Yeah. Is there anything you do above and beyond the, you know, I’ve kind of heard differing opinions on this was in terms of customer experience, where it’s sort of like every customer should be surprised and delighted. But then I’ve heard the reverse side of that advice, which is if you’re surprising and delighting that’s an inconsistent customer experience. If unless that’s consistently, every customer is surprised and delighted by the same, you know, engineered experience.

Um, but it’s a really good question. I don’t think that I subscribe to the belief that if you’re delighting every customer, it’s, it’s an inconsistent experience, I think you can create delightful, repeatable experiences. The trick for company to do that then is, you know, how do you how do you scale personalization? How do you scale delight? And in the customer experience? Well, I think that’s like the million dollar question, right?

Absolutely. Absolutely. Well, and we’ll get to that, as we dive into some of the product stuff you’re working on. Can you tell me a little bit about why ultimately, you decided to transition out of food and service?

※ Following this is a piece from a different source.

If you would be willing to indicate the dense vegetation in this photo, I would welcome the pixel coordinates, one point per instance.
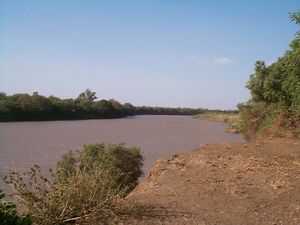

Yeah, food and services. It’s a tough business when you have when your nuclear family and friends are also not in the restaurant industry, you’re ultimately working on different schedules. Sure. And then as a young 20, something year old, your social life is also very important. But then I also had this background that I felt I could go into. And then if the passion was still there, and few decades from now is always something that I could revisit going back into the food industry. It’s still there. So maybe one day you’ll see me around Indianapolis, but

keep an eye out. Yeah, Chef when chef when I like it. Cool. So talk to me about from there was that when you kind of got an intro into Interactive Intelligence? I did. How did you connect with that company? 2005. So

Interactive Intelligence at the time was growing so rapidly. They were founded in 1994, became public in 1999. And when I joined the company in 2005, they were a company of about 600 people. Max globally,

based in Indianapolis, based here in

Indianapolis, headquartered here. And then by the time they exited and merged with Genesis at the end of 2016. You know, we were at 1800.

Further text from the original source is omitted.